Frequently Asked Questions

Does Nx only work with JavaScript and TypeScript?+

No. Nx supports any language or tool that can be invoked from the command line. It has first-class plugins for JavaScript, TypeScript, React, Angular, Node, Go, Python, and Java. You can also define custom executors for any build tool.

How does Nx compare to Turborepo?+

Both provide task caching and affected-command detection. Nx has a larger plugin ecosystem, supports more languages natively, includes a project graph visualization tool, and offers distributed task execution.
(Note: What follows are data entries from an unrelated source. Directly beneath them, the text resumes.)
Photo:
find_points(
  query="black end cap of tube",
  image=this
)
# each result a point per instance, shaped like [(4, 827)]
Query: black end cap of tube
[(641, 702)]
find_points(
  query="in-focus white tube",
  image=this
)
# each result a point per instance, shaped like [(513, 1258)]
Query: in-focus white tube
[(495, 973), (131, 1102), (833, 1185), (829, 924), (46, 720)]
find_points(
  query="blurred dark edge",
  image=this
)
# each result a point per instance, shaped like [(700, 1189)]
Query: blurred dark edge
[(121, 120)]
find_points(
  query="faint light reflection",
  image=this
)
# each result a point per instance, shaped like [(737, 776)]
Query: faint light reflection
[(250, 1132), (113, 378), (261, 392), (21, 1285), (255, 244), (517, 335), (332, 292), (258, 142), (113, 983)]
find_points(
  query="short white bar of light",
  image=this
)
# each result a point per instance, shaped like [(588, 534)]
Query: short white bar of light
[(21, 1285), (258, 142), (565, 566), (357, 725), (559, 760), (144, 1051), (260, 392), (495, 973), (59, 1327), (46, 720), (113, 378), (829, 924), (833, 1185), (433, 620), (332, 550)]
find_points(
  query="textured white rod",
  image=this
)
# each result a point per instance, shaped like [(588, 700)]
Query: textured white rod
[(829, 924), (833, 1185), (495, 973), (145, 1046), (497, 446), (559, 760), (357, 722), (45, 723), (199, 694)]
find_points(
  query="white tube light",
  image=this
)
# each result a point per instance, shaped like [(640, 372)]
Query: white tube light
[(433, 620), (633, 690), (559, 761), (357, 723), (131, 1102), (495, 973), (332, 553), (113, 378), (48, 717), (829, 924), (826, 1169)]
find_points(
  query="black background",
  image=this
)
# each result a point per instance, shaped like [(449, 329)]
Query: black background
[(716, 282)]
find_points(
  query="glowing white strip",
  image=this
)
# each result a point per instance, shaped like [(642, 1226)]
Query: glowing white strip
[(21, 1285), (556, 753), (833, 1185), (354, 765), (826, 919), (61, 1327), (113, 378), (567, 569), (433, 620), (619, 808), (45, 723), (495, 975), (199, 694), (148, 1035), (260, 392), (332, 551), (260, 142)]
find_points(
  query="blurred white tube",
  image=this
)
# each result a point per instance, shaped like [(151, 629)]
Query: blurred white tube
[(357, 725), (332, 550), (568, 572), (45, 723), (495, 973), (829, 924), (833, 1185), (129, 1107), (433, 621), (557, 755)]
Turborepo is simpler to adopt for JavaScript-only monorepos.

What is Nx Cloud?+

Nx Cloud is Nx's optional remote caching and distributed execution service. It stores task cache entries in the cloud so CI agents and team members can share cached results. It has a free tier for small teams.

Can I use Nx with an existing npm/yarn/pnpm workspace?+

Yes. Running npx nx init in an existing workspace adds Nx on top of your current package manager. Nx reads your existing package.json scripts and enhances them with caching and dependency-aware orchestration.

How does the dependency graph work?+

Nx automatically analyzes imports, package.json dependencies, and configuration to build a project dependency graph. This graph determines build order, enables affected-only commands, and can be visualized in a browser with npx nx graph.